Posted: 06 Apr 2016     Print Version  Bookmark and Share

Keywords:Internet of Things  IoT  FRAM  battery  Flash 

The paradigm of 'big data' springs from an increasingly connected world through the rise of social media and business transactions. The prominence of the Internet of Things (IoT) will continue to strain the resources of the internet by a convergence of wireless sensor networks that generate massive amounts of data. It is projected that by the year 2020 there will be 20 billion devices connected to the internet with each individual having an average of 6.58 connected devices [1].

The IoT sensor backplane is increasingly expected to monitor the system under test on a real-time basis. This is true for IoT sensor solutions monitoring body area networks, safety and security solutions, industrial factory and process automation solutions, and building automation solutions to name a few. This gives rise to a new paradigm tied to the data collected by the connected devices, that of 'big data sensing.'

Big data sensing drives a rethinking of the way this data is managed.

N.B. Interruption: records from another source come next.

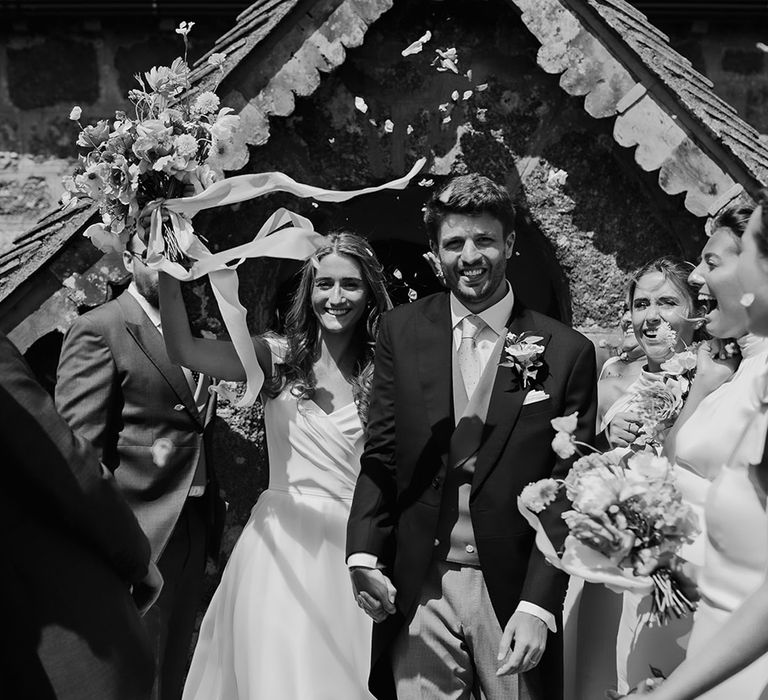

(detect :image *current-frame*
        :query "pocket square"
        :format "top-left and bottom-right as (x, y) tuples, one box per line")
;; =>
(523, 389), (549, 406)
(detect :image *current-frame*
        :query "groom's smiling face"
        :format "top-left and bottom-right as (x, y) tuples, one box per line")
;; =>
(432, 214), (515, 312)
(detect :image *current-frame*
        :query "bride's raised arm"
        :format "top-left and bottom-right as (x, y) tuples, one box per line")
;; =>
(159, 272), (272, 382)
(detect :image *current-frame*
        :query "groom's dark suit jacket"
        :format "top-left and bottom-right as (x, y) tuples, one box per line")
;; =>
(0, 333), (154, 700)
(347, 293), (596, 700)
(56, 292), (223, 564)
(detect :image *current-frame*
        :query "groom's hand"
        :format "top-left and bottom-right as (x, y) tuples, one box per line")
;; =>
(349, 566), (397, 622)
(496, 611), (547, 676)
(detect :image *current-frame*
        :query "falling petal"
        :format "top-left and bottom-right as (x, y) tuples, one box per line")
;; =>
(400, 39), (424, 56)
(438, 58), (459, 75)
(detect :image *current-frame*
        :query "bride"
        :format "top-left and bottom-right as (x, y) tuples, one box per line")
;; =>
(160, 233), (391, 700)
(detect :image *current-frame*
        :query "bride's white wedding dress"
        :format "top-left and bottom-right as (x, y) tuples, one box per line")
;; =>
(183, 360), (372, 700)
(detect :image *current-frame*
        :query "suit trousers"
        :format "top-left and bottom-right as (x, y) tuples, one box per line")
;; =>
(144, 497), (208, 700)
(391, 561), (529, 700)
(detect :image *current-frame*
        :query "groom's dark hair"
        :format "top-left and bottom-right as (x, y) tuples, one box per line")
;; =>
(424, 173), (515, 244)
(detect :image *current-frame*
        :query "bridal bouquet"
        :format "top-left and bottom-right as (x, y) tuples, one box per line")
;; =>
(63, 22), (240, 262)
(62, 22), (426, 406)
(518, 414), (699, 624)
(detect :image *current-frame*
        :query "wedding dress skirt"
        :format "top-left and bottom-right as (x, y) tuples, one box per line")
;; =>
(183, 390), (371, 700)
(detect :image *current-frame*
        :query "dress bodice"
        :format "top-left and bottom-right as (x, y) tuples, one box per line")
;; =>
(264, 387), (363, 500)
(699, 358), (768, 612)
(675, 335), (768, 481)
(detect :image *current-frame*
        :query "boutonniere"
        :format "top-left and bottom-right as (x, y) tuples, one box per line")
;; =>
(499, 331), (545, 389)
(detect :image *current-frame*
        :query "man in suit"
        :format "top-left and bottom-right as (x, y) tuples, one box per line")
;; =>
(347, 174), (596, 700)
(56, 237), (223, 700)
(0, 333), (159, 700)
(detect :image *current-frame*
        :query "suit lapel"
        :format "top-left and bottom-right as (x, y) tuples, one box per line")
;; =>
(117, 292), (202, 425)
(413, 294), (454, 453)
(472, 301), (550, 495)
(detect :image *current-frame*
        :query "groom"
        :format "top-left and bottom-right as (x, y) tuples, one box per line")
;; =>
(347, 174), (596, 700)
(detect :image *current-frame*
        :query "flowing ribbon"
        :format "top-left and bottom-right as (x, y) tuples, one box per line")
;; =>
(84, 158), (426, 406)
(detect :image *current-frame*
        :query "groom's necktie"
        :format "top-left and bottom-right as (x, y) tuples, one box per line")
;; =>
(457, 314), (485, 398)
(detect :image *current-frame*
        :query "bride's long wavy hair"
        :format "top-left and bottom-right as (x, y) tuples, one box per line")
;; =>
(263, 231), (392, 423)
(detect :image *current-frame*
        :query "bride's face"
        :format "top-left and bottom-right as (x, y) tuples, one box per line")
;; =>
(631, 271), (694, 370)
(312, 253), (368, 333)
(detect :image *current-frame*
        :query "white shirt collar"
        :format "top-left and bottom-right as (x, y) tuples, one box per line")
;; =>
(126, 280), (160, 330)
(450, 281), (515, 335)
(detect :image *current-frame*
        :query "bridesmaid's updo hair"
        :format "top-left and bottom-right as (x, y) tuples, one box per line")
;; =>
(707, 204), (755, 250)
(755, 187), (768, 258)
(263, 231), (392, 423)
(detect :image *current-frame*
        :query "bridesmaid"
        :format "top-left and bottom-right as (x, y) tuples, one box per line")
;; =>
(565, 257), (697, 700)
(647, 190), (768, 700)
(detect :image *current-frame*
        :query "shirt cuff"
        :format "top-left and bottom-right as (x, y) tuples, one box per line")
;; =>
(516, 600), (557, 634)
(347, 552), (379, 569)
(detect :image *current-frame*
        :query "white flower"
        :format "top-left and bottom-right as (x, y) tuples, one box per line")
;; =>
(176, 22), (195, 39)
(208, 53), (227, 68)
(173, 134), (197, 158)
(552, 432), (576, 459)
(549, 411), (579, 435)
(192, 90), (219, 114)
(520, 479), (560, 513)
(656, 321), (677, 348)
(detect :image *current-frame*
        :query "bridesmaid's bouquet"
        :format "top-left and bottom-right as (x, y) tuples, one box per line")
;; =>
(518, 413), (700, 624)
(62, 22), (240, 263)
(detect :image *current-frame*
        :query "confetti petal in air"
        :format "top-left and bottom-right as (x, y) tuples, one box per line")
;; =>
(400, 30), (432, 56)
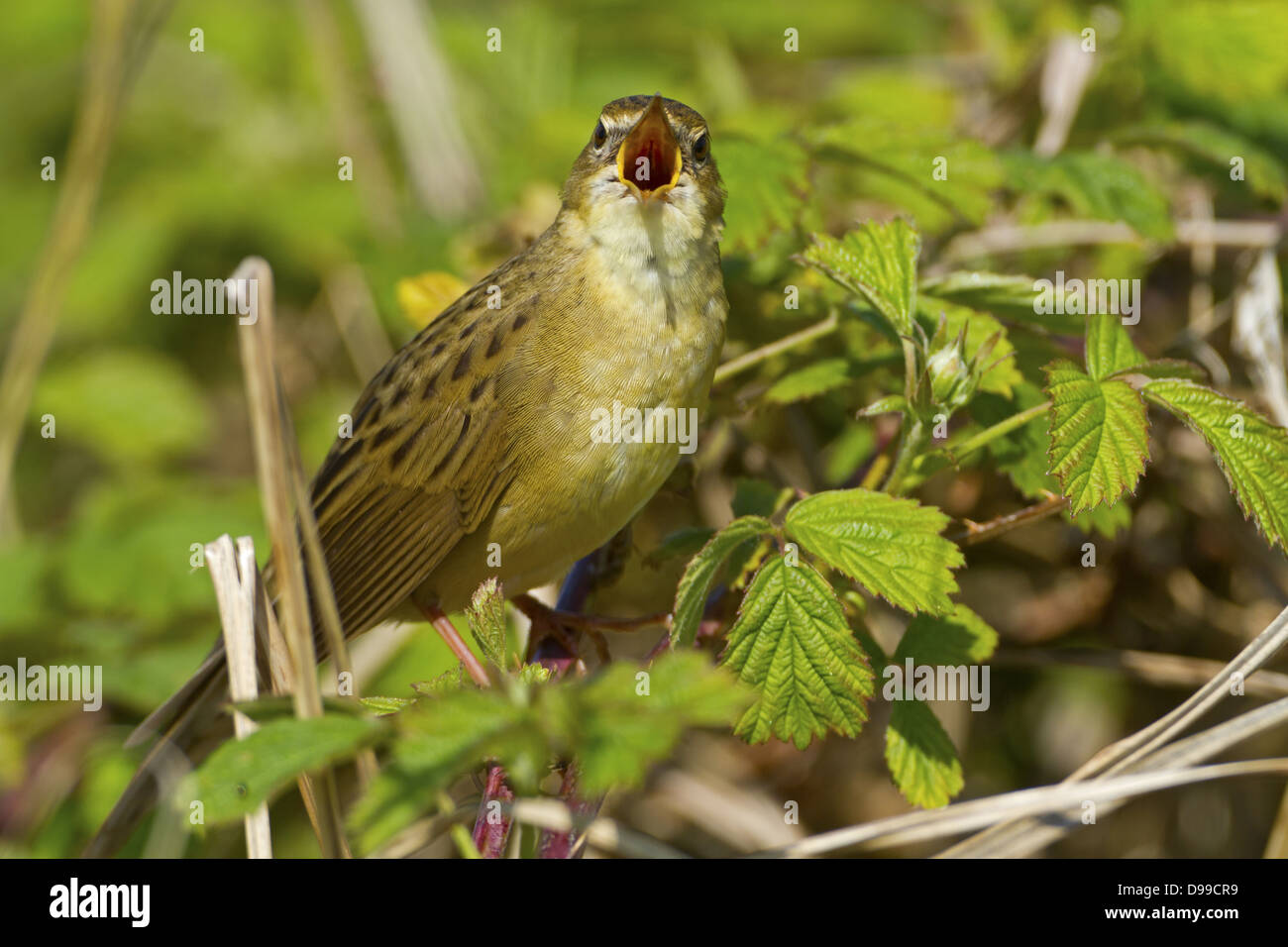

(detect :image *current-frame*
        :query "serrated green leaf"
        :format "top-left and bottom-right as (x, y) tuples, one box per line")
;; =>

The concept of edge computing tries to address these issues by processing the data at the point where the connected device uploads the data to the network. This fails to consider the system as a whole where in addition to minimising the amount of data on the network, the overall power consumption of the wireless sensor network needs to be minimised in order to maintain acceptable battery life. In industrial IoT solutions for example, battery life of 10 years is typically expected for the connected device. Requiring the connected device to stream data real time to the network drives resources from the end node, which reduces the battery life of the device.

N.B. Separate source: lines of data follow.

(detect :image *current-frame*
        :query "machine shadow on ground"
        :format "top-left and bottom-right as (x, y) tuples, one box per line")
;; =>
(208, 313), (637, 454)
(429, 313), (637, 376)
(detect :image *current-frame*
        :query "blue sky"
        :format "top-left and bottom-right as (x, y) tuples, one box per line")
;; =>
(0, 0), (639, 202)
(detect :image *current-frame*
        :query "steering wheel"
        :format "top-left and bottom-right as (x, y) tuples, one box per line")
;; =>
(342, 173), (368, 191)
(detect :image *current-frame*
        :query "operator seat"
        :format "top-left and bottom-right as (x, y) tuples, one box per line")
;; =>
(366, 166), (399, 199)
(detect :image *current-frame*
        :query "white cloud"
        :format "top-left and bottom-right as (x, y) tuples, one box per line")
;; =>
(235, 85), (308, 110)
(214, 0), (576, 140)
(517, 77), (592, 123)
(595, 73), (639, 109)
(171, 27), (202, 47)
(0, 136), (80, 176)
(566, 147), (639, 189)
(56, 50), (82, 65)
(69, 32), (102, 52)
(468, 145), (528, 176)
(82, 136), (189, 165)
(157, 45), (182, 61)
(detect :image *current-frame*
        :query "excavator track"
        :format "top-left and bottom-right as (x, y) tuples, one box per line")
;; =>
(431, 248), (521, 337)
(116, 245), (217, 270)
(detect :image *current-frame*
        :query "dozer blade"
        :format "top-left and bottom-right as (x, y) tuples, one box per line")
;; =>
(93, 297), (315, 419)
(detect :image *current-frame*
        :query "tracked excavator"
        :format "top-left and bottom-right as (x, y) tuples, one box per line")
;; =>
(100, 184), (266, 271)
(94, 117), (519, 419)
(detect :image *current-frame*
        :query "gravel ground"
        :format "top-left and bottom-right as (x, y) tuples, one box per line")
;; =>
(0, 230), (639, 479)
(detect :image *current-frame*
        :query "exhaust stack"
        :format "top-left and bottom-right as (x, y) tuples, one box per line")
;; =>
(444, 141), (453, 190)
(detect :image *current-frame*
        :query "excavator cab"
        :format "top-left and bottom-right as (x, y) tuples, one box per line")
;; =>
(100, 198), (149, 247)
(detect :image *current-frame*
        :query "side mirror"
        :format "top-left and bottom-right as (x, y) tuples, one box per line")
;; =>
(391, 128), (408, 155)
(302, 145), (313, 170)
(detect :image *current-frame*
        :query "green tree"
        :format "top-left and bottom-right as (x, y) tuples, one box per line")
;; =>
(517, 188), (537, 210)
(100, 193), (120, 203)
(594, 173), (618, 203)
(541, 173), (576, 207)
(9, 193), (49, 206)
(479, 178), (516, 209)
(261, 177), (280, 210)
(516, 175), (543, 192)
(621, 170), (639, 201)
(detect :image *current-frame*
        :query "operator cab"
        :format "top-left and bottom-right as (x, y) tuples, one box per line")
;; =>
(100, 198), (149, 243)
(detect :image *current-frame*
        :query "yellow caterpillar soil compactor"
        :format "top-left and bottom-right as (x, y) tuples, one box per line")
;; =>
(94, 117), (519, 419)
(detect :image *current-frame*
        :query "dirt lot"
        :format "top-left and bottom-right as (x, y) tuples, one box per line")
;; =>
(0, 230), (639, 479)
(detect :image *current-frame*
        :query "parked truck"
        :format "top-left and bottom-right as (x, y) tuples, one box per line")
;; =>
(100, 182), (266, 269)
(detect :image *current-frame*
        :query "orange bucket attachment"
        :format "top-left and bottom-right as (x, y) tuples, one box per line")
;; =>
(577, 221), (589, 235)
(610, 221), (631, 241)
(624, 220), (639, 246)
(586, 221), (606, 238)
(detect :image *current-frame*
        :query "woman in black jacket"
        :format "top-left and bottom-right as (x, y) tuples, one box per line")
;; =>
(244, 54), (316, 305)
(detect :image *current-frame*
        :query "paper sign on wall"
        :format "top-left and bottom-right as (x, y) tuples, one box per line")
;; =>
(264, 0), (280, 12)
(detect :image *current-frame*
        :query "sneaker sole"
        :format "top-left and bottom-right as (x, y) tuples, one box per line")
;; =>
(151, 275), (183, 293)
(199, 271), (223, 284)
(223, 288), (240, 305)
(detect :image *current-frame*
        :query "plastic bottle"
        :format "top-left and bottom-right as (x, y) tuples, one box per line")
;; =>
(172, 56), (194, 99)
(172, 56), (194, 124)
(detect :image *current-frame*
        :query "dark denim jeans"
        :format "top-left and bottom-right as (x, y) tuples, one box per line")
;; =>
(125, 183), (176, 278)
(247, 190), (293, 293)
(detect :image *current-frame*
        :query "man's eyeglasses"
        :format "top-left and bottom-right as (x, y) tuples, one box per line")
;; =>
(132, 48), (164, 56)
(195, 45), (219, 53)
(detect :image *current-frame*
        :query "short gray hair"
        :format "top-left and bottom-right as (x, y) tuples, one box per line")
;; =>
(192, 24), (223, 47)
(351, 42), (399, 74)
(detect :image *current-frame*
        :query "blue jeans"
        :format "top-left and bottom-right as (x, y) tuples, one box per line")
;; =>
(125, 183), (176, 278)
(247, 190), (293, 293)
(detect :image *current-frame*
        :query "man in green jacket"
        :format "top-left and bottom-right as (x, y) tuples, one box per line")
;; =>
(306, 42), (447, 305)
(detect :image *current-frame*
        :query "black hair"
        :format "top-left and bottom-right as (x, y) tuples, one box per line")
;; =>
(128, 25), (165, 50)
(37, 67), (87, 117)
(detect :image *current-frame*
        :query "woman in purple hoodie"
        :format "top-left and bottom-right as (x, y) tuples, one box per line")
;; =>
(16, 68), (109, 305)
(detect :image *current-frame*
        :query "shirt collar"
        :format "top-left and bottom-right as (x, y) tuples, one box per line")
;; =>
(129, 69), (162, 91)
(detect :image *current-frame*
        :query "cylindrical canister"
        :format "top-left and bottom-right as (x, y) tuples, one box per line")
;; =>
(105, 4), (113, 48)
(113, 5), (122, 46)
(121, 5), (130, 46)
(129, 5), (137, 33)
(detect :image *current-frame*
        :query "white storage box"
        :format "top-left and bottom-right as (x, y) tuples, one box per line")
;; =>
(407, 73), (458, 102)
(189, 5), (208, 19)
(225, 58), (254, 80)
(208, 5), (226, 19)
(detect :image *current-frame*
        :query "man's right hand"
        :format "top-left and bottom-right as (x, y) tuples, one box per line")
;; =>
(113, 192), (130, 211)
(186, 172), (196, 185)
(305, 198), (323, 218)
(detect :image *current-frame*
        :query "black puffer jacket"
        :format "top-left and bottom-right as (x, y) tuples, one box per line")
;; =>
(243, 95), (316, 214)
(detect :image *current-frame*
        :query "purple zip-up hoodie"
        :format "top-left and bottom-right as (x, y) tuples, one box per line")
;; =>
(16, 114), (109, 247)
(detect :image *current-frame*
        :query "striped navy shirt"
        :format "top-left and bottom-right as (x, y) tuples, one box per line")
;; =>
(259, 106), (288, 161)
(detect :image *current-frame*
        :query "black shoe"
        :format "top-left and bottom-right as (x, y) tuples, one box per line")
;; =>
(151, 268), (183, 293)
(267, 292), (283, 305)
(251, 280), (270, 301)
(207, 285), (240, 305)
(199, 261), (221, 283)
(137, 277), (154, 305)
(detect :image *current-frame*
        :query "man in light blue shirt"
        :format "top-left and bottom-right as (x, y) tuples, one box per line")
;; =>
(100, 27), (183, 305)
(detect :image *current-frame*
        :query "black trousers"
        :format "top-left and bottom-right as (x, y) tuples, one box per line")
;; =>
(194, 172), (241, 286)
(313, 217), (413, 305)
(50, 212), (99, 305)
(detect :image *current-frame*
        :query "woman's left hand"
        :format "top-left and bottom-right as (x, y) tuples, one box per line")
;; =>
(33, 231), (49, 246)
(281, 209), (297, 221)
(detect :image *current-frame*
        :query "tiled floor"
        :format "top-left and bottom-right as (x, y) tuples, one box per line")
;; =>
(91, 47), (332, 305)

A more power efficient approach would be to process the data at the point of collection. Here, the IoT sensor will have to act autonomously from the gateway, initiate data collection on statistically significant events, operate with minimal power consumption, drive efficient means of extracting data, and only initiate transfer of data under instances deemed to be statistically significant. Minimising the occurrence of these data transfer events to the gateway reduces the amount of allocated resources by the network and leads to the most efficient solution. In this article, we take a holistic view of the IoT sensor solution and discuss design methodologies that address the system and module requirements which enable the connected device to operate autonomously with the lowest power consumption for real-time monitoring of the system under test.

Connected device power efficiency
We begin by analysing the power efficiency of a typical connected device in an industrial application. The device wirelessly monitors flow of liquid in a typical industrial process control solution. The block diagram shown in figure 1 consists of a low power microcontroller for processing of the data and resource management, an RF transceiver, a data logger, sensing module and an LCD display. Using a sub-system energy consumption model, the total energy consumed by the connected device is given by the following equation:

ETot = EMCU total + Esensor + Elisten + Et + Er + Esleep + Eswitch + ELCD (Eqn 1)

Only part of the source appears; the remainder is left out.